En effet, il a jugé que " si l'administration est en droit d'examiner, à l'occasion d'une vérification approfondie de la situation fiscale d'ensemble d'un contribuable, les comptes qui retracent à la fois les opérations privées et les opérations professionnelles qu'il a effectuées, elle ne peut, pour contrôler, et, le cas échéant, redresser les bénéfices retirés par l'intéressé de son activité professionnelle, se fonder sur les données qu'elle a pu recueillir en prenant connaissance des éléments des comptes bancaires qui, se rapportant à l'exercice de cette activité, ont le caractère de documents comptables, sans avoir procédé, préalablement, à une vérification de comptabilité, en respectant les garanties prévues par la loi pour ce type de contrôle ; que le fait que le contribuable se soit placé dans une situation qui autorise l'administration à évaluer d'office ses bénéfices professionnels n'a pas pour effet de couvrir le vice résultant de l'absence d'une vérification de comptabilité régulière, dès lors que cette situation n'a été révélée que par les investigations conduites au cours de la vérification approfondie de situation fiscale personnelle. "
II. UN DISPOSITIF QUI VISE À REDONNER À L'ADMINISTRATION DES MOYENS EFFICACES POUR SON ACTION SANS PARVENIR À CLARIFIER LES RELATIONS ENTRE L'EXAMEN CONTRADICTOIRE DE LA SITUATION PERSONNELLE ET LA VÉRIFICATION DE COMPTABILITÉ
A. UN DISPOSITIF QUI VISE À REDONNER À L'ADMINISTRATION DES MOYENS EFFICACES POUR SON ACTION
1. Les arguments en faveur de cette modification législative
Désormais, l'administration ne peut effectuer un redressement fiscal à la suite des renseignements professionnels qu'elle a retirés de l'examen des comptes mixtes sans engager une procédure de vérification de comptabilité au préalable.

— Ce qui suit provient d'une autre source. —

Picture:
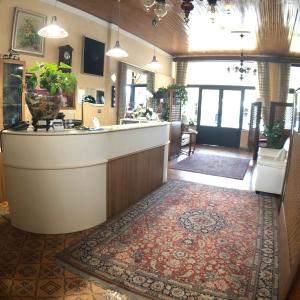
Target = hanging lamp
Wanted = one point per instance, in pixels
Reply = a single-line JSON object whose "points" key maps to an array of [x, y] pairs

Or, comme le faisait remarquer le commissaire du Gouvernement dans ses conclusions sur l'arrêt Talbourdel, « dans ce cas, exiger de lui (le vérificateur) l'envoi d'un avis de vérification de comptabilité paraît exagérément formaliste, d'autant que l'intérêt d'une vérification de comptabilité est de permettre une discussion contradictoire et qu'un tel débat a bien lieu dans le cadre de la procédure d'établissement des évaluations administratives prévues aux articles L. 7 et L. 8 du livre des procédures fiscales. »
En outre, il convient de rappeler que la vérification de comptabilité permet à l'administration de s'assurer de la régularité des écritures comptables ou de confronter les déclarations du redevable avec les écritures comptables en vue de contrôler la sincérité de ses déclarations. Or, les activités occultes se caractérisent justement par l'absence de comptabilité. Dans ces conditions, l'obligation d'engager une vérification de comptabilité apparaît surtout comme une contrainte supplémentaire et peu justifiée vis-à-vis de l'administration.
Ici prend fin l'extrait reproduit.